Mevcut konjonktürde Türkiye'de siyasi açıdan muhaliflik mevcut iktidarın her türlü icraatını, görüşünü ve yeniliğini reddetmeye ant içmiş bir görüntü sergiliyor. Bu manzarada muhafazakâr denilenlerin yenilikçi ve modern, kendilerini modern (çağdaş) olarak nitelendirenlerinse gerçekte muhafazakâr olduklarını rahatlıkla söyleyebiliriz. Ancak bu ülkede kendini muhalif olarak nitelendirenlerin büyük kısmı aynı zamanda çağdaş olarak da nitelendiriyor. Ülkemizde çağdaşlığı -ve beraberinde laikliği- bir kimlik olarak benimseyen çoğu "çağdaş" muhalif kesim kendini modern zamanlar öncesinden gelen değerlerin karşısında konumlandırmaktan kaçınmıyor. Oysa söz konusu "çağdaş muhalifler" bakımından ciddi bir tutarsızlıkla karşı karşıyız: Çağdaşlık kendi tabiatı gereği yeniliği, toplumsal açıdansa değişimi, yenilenmeyi içeren bir kavram ve bu da yeniliği sadece öngörmekle kalmayıp üretmeyi inşa etmeyi de kapsıyor. Çağdaşların yenilikleri desteklemesini, telaffuz etmesini, onlara öncülük etmesini muhafazakârlarınsa yeniliklere karşı çıkmasını bekleriz, öyle değil mi? Oysa bizdeki bu "çağdaş muhalifler" toplumsal ya da teknolojik bakımdan olsun bir yenilik ve değişim üretmek şöyle dursun, yapılan her türlü yenilikçi hareketin de karşısında yer almayı tercih ediyorlar. Yeniliklere imza atanlarınsa "muhafazakâr" denilenler olduğunu görüyoruz. Onlara göre siyasi iktidar cenahından gelen her türlü yenilik ve değişim kendilerince muhafaza etmeleri gereken şeyler bakımından ve özellikle yaşam tarzlarının geleceği bakımından tehlike ve tehdit içeriyor hatta doğrudan bir komplo olarak değerlendiriliyor. Bunun sonucu olarak bu çevreler ülkede oturtulmuş statükoyu değiştirmeye yönelik her yeni adıma topluca karşı çıkıyorlar. Hal böyle olunca bu kesimlerin her fırsatta bir medar-ı iftihar vesilesi olarak dile getirdikleri "çağdaşlık" inandırıcılıktan uzak bir paye olarak havada kalıyor. Açıkçası söz konusu muhaliflik pek de ilkesel bir şey gibi görünmüyor.
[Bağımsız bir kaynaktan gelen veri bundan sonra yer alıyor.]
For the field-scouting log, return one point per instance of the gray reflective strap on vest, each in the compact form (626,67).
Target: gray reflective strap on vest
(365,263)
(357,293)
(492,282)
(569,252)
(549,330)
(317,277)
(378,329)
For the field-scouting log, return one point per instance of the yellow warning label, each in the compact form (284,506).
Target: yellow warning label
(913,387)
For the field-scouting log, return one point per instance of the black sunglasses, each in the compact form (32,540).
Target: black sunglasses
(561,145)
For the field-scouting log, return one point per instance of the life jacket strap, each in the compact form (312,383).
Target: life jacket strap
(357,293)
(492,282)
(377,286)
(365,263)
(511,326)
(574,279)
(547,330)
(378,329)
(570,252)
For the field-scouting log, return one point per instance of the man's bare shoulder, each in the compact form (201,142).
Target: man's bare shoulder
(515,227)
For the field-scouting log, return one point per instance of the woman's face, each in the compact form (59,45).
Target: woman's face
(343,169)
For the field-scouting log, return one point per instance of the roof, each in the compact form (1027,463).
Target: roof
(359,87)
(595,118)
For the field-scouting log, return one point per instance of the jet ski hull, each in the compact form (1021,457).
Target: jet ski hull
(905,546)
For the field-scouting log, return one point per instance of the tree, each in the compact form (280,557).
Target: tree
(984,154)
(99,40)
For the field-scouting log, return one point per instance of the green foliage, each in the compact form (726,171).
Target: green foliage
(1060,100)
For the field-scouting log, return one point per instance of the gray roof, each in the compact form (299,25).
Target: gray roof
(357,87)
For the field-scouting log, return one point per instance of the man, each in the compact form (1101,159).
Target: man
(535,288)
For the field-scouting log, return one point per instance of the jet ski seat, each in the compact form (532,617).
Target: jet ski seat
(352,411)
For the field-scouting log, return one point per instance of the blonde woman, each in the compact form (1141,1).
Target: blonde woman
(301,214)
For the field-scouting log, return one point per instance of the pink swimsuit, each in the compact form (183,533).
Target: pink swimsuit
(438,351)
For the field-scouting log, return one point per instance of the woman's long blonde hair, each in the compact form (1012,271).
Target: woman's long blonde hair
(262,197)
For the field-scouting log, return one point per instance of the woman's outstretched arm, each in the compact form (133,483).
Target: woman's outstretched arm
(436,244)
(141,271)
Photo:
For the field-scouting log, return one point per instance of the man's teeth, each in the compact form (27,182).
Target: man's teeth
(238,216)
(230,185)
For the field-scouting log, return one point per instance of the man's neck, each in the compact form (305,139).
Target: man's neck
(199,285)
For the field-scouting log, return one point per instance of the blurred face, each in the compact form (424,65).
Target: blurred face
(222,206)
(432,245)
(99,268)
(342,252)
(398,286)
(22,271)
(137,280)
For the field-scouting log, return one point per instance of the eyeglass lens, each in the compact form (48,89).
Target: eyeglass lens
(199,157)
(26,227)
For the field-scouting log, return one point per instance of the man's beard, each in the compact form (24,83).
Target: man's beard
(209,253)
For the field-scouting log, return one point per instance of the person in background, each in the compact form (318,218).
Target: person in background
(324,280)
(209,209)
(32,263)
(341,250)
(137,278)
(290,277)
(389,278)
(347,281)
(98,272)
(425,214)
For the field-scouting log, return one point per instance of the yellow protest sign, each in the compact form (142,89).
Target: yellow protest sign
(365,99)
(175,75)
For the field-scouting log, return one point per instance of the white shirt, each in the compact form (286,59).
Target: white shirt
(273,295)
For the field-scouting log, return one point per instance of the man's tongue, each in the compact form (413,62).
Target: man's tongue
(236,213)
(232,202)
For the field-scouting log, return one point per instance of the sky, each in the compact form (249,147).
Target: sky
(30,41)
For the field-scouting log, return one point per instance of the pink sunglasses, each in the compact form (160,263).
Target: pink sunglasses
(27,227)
KEMALİZM'İN MÜZMİN MUHALEFET SURETİNDE YENİDEN İMALATI

Bir bakış açısına göre 1990'lı yıllarda Türkiye tepeden gelen son derece tatsız, hak-hukuk tanımaz, jakoben uygulamalar eşliğinde Kemalizm'in "ulusalcılık" şeklinde yeniden imalatına sahne oldu. O dönemin insan hakları ihlali teşkil eden pervasız icraatları 28 Şubat'ta zirvesine ulaşarak aslında netice olarak bugün "müzmin muhalif" diyebileceğimiz kesimin karşı çıktığı ortamı doğurdu. Bana kalırsa bugün de benzer bir hadiseye tanık oluyoruz. Mustafa Kemal Atatürk'ten bağımsız ve onunla alakasız bir bağlamda ele alınan Kemalizm ideolojisi günümüzde müzmin muhaliflik tavrı üzerinden kendini yeniden üretme gayreti içerisinde. Bu aynı zamanda Jakobenizmin de ülkemizde yeniden tesis edilmesi çabaları anlamına geliyor. Daha açıkça söylersek kendi ideolojisini halkın düşünce, inanç ve değerlerinden daha üstün gören ve bunu topluma dikte ederek benimsetmeye çalışan bir anlayışın eski şaşaalı günlerine geri dönme arayışı içinde olduğunu söyleyebiliriz. Bu eğilim büyük ölçüde Türkiye'deki seküler kesimlerin kendilerine karşıt olarak belirledikleri hemen her şeyi kafadan hedef tahtasına oturtmaları esasına dayanıyor. Müzmin, inatçı ve koro halinde bir muhaliflik damarı ise bu arayışın başlıca enstrümanını oluşturuyor. Bu koronun birbirini tekrar eden elemanlarının kafadan karşı çıktıkları şeyleri tahmin etmek ise güç değil: Siyaset sahnesinde Ak Parti'nin faydalı ya da faydasız her türlü icraatı, genel olaraksa muhafaza edecek değerleri bulunanlar, gerçek milli menfaatler, din, dindarlar, kadim değer ve gelenekler.